Broadwell Is Coming: A Look at Intel’s Low-Power Core M and Its 14nm Process
Last week I flew from New Jersey to Portland, Oregon, to get briefed by Intel PR reps and engineers about the company’s next-generation CPUs and the new manufacturing process behind them. It was my first-ever visit to Intel’s campus.
One of its campuses, anyway. I saw several peppered throughout suburban Portland, and that’s not even counting the gargantuan Intel-branded factory construction site I jogged by the next morning, or Intel’s other facilities worldwide. Usually our face-to-face interactions with tech company employees take place on neutral ground—an anonymous hotel room, convention hall, or Manhattan PR office—but two-and-change days on Intel’s home turf really drove home the size of its operation. Its glory may be just a little faded these days, primarily because of a drooping PC market, tablet chips that are actually losing the company money, and a continuing smartphone boom that Intel’s still scrambling to get a piece of, but something like 315 million PCs were sold worldwide in 2013, and the lion’s share still has Intel inside.

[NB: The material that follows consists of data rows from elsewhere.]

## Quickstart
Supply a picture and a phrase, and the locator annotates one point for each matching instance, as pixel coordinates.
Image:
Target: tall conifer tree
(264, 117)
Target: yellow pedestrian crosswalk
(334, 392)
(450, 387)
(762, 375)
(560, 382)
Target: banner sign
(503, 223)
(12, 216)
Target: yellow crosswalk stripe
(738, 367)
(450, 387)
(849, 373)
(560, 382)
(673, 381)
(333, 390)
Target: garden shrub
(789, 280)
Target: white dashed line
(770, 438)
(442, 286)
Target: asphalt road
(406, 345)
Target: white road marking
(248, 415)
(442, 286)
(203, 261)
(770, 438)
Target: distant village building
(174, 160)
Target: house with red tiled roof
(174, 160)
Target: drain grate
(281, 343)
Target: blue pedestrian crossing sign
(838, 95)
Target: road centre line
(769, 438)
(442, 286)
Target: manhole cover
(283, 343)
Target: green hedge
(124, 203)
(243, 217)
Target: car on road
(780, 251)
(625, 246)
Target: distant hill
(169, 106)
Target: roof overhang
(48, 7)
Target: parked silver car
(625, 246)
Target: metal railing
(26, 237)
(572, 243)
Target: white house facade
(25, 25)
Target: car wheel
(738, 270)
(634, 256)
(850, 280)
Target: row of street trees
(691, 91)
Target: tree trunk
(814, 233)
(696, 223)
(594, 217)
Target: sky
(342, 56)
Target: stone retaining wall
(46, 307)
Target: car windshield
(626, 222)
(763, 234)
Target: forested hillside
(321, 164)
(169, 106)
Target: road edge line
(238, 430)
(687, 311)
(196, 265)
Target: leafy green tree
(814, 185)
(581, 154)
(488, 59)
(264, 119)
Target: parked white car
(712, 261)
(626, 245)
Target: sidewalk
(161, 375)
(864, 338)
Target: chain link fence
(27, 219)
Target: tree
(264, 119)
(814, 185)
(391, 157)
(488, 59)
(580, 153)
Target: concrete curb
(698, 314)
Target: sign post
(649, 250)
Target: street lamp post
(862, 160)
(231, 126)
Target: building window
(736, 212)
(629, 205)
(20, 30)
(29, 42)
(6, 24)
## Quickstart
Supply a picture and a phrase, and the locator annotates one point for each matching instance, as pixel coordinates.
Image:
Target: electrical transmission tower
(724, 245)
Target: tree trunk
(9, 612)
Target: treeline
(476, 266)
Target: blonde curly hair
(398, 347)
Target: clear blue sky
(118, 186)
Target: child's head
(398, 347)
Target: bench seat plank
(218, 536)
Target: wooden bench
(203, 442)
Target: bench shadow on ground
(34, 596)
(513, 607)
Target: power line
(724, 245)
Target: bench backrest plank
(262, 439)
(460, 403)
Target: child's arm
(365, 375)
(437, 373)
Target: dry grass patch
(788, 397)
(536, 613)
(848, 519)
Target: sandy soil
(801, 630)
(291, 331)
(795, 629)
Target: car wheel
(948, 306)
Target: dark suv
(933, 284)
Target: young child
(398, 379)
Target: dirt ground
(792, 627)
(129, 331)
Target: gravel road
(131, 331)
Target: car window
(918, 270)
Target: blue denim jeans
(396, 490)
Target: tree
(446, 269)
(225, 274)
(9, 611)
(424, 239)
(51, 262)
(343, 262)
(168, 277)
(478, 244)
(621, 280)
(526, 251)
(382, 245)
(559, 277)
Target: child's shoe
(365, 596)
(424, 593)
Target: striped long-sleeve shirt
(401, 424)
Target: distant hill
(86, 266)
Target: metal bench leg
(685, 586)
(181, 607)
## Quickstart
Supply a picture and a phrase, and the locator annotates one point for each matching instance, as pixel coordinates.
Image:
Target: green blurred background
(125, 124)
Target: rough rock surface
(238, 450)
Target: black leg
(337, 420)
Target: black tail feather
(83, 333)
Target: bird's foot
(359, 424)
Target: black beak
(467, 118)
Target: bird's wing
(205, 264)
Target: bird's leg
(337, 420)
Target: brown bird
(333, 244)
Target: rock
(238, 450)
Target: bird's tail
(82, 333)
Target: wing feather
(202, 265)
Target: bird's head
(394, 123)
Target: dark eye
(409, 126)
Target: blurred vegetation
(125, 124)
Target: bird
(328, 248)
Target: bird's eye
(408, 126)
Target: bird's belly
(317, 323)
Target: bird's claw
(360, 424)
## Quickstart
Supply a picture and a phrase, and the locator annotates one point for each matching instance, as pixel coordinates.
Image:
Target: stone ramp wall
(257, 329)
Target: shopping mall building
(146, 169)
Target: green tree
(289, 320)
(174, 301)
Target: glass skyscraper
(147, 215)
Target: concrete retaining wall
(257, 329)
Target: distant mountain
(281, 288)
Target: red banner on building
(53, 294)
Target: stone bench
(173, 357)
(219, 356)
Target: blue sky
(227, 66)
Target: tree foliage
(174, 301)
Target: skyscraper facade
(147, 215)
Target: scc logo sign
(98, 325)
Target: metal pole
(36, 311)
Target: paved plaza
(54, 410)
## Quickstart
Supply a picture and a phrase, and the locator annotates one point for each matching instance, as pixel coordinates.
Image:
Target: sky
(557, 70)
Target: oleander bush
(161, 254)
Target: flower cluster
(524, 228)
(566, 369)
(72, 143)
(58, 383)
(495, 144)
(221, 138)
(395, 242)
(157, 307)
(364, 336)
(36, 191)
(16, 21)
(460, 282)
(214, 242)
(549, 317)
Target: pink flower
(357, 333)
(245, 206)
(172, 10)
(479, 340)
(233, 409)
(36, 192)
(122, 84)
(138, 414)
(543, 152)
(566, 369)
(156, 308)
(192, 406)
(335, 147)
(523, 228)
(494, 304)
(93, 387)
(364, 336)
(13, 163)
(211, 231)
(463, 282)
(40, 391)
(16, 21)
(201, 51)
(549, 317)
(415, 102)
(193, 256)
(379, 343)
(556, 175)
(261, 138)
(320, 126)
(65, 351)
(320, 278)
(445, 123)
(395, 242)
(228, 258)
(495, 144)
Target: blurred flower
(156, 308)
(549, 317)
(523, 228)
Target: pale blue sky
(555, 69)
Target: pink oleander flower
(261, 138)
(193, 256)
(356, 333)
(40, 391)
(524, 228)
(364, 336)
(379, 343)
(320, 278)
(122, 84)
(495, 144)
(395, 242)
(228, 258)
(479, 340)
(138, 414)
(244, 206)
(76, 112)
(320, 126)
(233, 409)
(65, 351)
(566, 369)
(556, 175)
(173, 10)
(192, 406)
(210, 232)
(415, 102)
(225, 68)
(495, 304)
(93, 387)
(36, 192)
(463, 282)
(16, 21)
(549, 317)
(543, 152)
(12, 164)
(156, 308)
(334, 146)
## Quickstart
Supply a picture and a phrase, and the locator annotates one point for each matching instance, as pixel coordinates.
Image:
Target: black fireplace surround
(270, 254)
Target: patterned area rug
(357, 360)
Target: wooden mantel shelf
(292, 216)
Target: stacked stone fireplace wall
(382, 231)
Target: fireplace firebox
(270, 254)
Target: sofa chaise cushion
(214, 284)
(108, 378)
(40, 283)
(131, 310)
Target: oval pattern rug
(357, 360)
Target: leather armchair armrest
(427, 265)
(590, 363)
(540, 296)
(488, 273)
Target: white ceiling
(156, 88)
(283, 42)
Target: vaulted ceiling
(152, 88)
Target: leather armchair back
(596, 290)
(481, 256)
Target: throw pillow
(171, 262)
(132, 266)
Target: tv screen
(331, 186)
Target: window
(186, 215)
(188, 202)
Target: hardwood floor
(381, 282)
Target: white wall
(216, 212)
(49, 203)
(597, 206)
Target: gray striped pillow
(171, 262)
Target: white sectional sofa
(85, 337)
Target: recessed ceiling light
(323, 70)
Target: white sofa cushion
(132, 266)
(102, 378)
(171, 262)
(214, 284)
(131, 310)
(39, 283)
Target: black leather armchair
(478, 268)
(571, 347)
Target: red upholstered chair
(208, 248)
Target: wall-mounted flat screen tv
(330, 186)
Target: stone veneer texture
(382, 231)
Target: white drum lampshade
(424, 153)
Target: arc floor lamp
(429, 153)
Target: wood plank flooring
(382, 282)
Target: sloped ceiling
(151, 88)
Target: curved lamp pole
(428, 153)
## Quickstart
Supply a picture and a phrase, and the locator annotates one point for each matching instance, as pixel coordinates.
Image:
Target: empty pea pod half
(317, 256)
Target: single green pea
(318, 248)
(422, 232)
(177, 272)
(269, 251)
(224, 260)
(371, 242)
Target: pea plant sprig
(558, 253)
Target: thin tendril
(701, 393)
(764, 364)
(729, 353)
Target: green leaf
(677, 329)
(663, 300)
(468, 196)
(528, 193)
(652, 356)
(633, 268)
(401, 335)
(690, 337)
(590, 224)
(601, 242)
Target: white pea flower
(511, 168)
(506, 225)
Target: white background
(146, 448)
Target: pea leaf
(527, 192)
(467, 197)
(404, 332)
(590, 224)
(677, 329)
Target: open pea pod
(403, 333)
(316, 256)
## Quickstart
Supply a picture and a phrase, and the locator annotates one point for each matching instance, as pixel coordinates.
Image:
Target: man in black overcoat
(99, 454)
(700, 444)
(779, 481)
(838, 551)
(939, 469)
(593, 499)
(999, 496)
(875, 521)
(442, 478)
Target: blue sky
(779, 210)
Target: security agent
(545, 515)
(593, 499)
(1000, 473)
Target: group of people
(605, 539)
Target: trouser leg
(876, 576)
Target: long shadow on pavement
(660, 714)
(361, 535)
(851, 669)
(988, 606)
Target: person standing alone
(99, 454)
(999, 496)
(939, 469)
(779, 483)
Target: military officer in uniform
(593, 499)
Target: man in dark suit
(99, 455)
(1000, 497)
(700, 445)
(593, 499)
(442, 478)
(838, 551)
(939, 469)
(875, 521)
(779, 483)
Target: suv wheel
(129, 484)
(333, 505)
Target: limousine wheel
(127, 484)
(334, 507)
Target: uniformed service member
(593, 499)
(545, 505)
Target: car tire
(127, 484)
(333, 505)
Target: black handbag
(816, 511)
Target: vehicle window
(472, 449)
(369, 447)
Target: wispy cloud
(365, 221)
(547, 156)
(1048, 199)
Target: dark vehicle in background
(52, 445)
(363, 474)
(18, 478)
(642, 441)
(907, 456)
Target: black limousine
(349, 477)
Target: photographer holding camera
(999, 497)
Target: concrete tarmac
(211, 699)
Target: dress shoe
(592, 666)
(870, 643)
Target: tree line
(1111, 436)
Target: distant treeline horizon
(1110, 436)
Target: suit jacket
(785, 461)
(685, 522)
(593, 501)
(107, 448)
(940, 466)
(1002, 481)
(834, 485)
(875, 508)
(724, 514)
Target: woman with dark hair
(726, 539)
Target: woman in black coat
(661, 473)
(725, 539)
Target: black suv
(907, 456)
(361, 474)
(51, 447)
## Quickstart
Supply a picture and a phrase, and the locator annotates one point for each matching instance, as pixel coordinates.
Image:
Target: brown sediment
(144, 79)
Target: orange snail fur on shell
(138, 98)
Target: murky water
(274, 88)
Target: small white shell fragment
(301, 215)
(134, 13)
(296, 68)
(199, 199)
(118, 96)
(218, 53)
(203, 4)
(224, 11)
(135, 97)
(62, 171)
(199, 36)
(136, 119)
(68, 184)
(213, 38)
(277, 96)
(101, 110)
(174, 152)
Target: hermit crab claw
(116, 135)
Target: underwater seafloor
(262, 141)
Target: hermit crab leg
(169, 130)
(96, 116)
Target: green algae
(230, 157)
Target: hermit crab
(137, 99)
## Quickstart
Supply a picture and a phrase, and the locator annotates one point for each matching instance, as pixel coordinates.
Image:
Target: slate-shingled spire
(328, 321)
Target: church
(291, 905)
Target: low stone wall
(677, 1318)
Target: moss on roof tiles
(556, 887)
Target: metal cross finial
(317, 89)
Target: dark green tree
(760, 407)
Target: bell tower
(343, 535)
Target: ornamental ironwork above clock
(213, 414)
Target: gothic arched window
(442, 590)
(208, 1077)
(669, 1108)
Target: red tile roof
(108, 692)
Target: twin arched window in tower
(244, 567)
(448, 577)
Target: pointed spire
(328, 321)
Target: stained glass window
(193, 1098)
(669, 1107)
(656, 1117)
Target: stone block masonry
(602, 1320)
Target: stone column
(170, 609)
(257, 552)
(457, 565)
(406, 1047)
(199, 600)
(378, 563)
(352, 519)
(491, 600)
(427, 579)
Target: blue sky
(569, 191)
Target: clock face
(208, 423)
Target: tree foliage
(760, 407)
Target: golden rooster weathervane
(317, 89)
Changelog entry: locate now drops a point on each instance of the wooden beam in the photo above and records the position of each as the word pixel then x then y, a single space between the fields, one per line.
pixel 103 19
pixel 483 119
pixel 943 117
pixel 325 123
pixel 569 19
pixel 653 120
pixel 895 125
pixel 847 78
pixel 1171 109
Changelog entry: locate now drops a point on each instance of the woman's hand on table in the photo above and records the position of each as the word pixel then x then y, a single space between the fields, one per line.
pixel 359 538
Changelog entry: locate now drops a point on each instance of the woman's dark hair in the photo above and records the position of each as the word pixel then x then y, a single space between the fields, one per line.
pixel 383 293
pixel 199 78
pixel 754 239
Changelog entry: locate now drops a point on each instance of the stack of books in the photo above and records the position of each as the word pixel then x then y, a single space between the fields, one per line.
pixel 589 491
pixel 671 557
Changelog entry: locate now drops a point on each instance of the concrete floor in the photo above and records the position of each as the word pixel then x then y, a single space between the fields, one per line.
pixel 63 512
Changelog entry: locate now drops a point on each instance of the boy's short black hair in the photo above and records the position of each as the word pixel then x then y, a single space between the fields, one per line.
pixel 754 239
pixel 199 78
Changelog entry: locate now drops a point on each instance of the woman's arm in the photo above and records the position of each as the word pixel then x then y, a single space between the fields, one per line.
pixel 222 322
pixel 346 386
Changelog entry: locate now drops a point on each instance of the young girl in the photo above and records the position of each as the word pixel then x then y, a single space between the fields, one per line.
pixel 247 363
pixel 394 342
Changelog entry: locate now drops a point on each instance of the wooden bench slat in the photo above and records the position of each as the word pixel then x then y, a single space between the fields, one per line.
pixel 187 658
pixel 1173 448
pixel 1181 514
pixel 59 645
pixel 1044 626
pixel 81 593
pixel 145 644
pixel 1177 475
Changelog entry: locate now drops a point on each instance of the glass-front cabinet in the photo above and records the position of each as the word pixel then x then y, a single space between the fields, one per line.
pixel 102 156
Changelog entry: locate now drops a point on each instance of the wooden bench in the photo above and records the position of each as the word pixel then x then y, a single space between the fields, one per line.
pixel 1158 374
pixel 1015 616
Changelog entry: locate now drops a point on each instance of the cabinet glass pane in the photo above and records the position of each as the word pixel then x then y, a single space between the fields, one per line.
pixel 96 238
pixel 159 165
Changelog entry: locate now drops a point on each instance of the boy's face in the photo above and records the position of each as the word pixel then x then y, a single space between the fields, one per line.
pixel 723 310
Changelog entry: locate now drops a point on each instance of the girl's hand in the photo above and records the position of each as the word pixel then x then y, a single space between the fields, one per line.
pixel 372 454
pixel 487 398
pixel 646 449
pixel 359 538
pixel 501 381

That’s what makes Intel’s progress important, and that’s why we’re champing at the bit to get the Broadwell architecture and see Intel’s new 14nm manufacturing process in action. The major industry players—everyone from Microsoft to Dell to Apple—depend on Intel’s progress to refine their own products. The jump between 2012’s Ivy Bridge architecture and 2013’s Haswell architecture wasn’t huge, but for many Ultrabooks it made the difference between a mediocre product and a good one.